In the meantime, social activity for me now involves organized trips to museums with programs for people with dementia. Programs tailored to those with cognitive disabilities is where I am able to bring forth my best self now. I engage with the caregivers if the person with dementia can’t speak. I stand at a juncture between them, and it’s my point of reference. Last Thursday I attended a program hosted by The Museum of Modern Art in New York at the hospital where my neurologist practices. The presenter was a young woman who showed us images by Andy Warhol, Phillip Guston- one of my favorite painters, images of hanging works in wire that are called drawings in space by a woman artist whose name I don’t remember, a painting by Cy Twombley from an installation now at MOMA, called the “The Four Seasons”, and a body print from the sixties by David Hammons, an African American artist now in mid late career. She wasn’t surprised that I knew so much about the artists and their work when I told her that I had taught art history and grew up in the art world, had owned a gallery in SoHo, and that this was the world I used to swim in.

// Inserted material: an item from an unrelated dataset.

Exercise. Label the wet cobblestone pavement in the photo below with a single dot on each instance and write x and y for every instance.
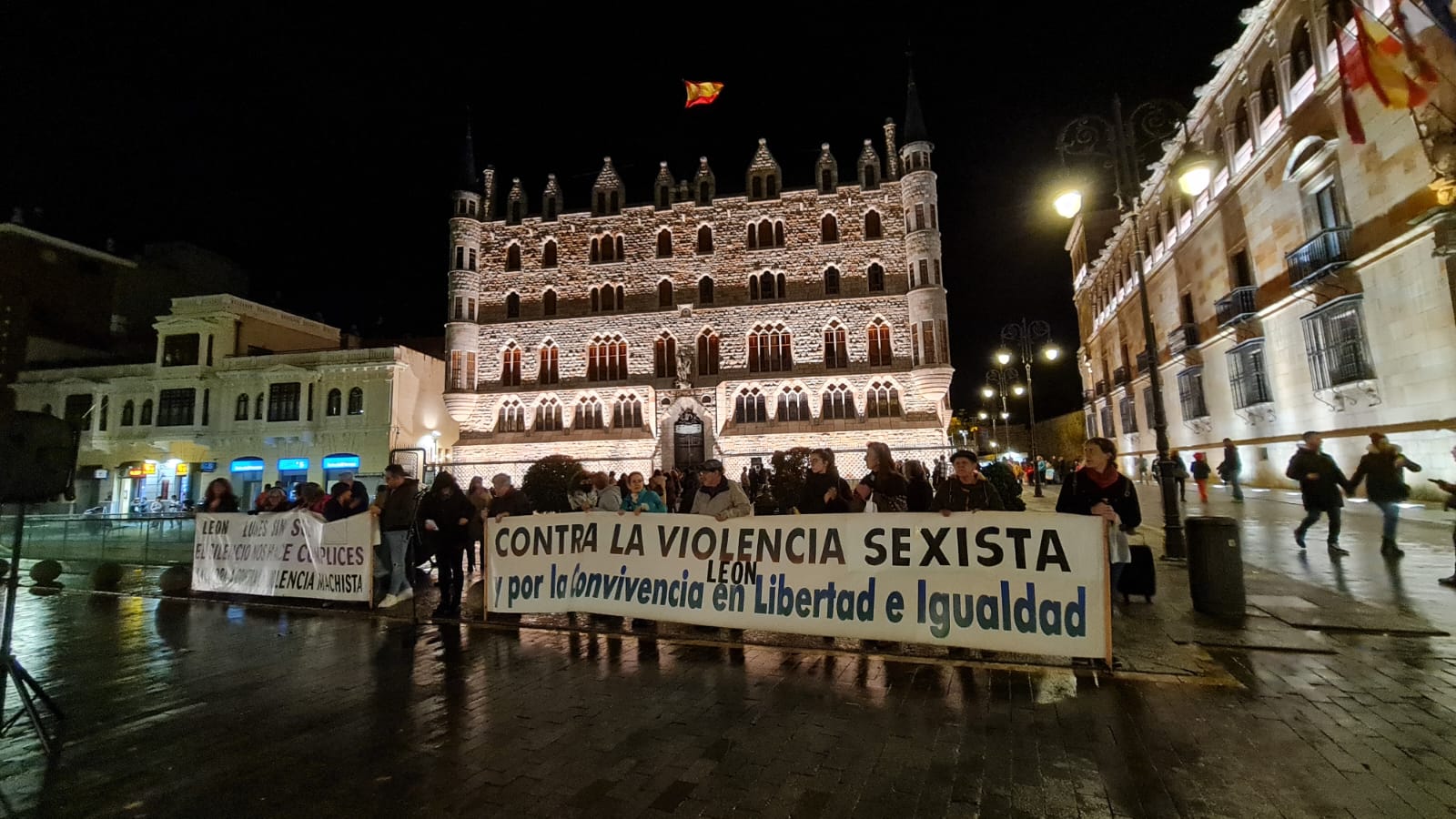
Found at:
(204, 709)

People often say, you can’t possibly have Alzheimer’s, because you speak so well. “You’re so articulate”. “You write so eloquently”. The ideas people have about those with dementia is misconstrued. Some of us have more depression, some more anxiety, some lose abilities (activities of daily living) faster than others, some have hallucinations, some progress and plateau for a while, some progress quickly, some become incontinent and have to wear Depends (as is the case for a prominent writer who just published the second edition of his book about living with early Alzheimer’s!), some get locked up in psychiatric hospitals and are drugged and stumble around muttering to themselves. The bizarre combinations of symptoms in some people with the disease is startling and alarming. Here I can write a blog, but have a lot of trouble following a recipe, getting dressed and traveling alone, because I become disoriented and have a lot of fear about getting lost. The early stages are deceiving to those who do not understand that we process things differently, can’t think as fast as we used to, thus our reactions are slower, we need to plan and prepare well for everything we do.
Art is my respite. Here are 2 images from the discussion about contemporary art I attended on Thursday. This is a painting by the late Phillip Guston, titled “In the Studio”, 1975.
In a career of constant struggle and evolution, he emerged first in the 1930s as a social realist painter of murals in the 1930s. Much later he also evolved a unique and highly influential style of cartoon realism.
One of the things I love about Guston,’ says Philip Dodd, head of London’s Institute of Contemporary Art, ‘is that he was not afraid of vulgarity. Once he leaves abstraction behind, he ceases to be a tasteful painter, in fact in his late work he is willfully tasteless, but this was not a man who would do anything as obvious as setting out to shock. He understood that he had to make a new kind of art that was about flesh as meat and meat as flesh. I can’t think of any other artist who is so cerebral and so cartoonish.’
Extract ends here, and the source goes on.